The study: University of South Carolina researchers surveyed 4,600 students and degree holders ages 25-31, asking them to complete five questions that acted as markers of psychological health. They then took those results and compared them to the levels of student loan debt each respondent held.
The researchers found that even when controlling for factors like income levels or family wealth, "cumulative student loans were significantly and inversely associated with better psychological functioning." They also found an effect for "yearly student loans borrowed," suggesting that both having high levels of debt and taking the large loans out in the first place were stressing the respondents out.
The study also found "occupational trajectories" and "health inequities" were impacted among student debt holders, meaning that loans may be forcing students and graduates off their preferred career paths and to delay getting married or starting a family.
Generation Progress' Lucy Stratton adds that Gallup poll findings from last year showed a 15-point "thriving gap" between indebted and debt-free students, with the indebted students doing worse in four out of five measurements of health.

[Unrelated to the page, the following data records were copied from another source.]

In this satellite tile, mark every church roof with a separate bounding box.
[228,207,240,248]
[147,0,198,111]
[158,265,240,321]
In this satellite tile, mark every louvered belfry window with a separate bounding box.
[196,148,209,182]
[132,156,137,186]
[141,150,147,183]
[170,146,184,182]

As the Brookings Institution noted, the study can't tell us whether student loans are more stressful than other kinds of debt. The size of the measured effect was also rather small. But with former students holding an estimated $1.2 trillion in student loan debt across the country, and an average debt load of nearly $30,000,college loans are probably one of the biggest sources of debt-related stress in the country. A recent Federal Reserve survey estimated that student loan debt has increased 250% in the past three decades, even after adjusted for inflation. Americans only owe more on home mortgages.
"We are speculating that part of the reason that these types of loans are so stressful is the fact that you cannot defer them, they follow you for the rest of your life until you pay them off," lead author Katrina Walsemann told ScienceDaily. "We speculate that the American middle class is suffering the most from post-graduation debt, since they do not qualify for governmental assistance, nor is their family able to take on the bulk of the costs associated with college."
Why you should care: Knowing that research is proving student loans are so stressful they have negative impacts on the mind and body isn't going to help them go away. But it is slightly comforting to know that stressed-out loan holders are in good company: the rest of their generation. If paying back student loans is a constant shadow over your life, at least you're not alone.
But with the number of 25-year-olds with student loan debt now around 45%, up from 25% a decade ago, entering adulthood is becoming a more challenging task for the legions of graduates who are hindered by seemingly insurmountable levels of debt. Paying off those loans comes at the cost of other things young Americans might want to do, such as saving for retirement. It's a bad situation to be in, and one that seems to be getting worse, not better.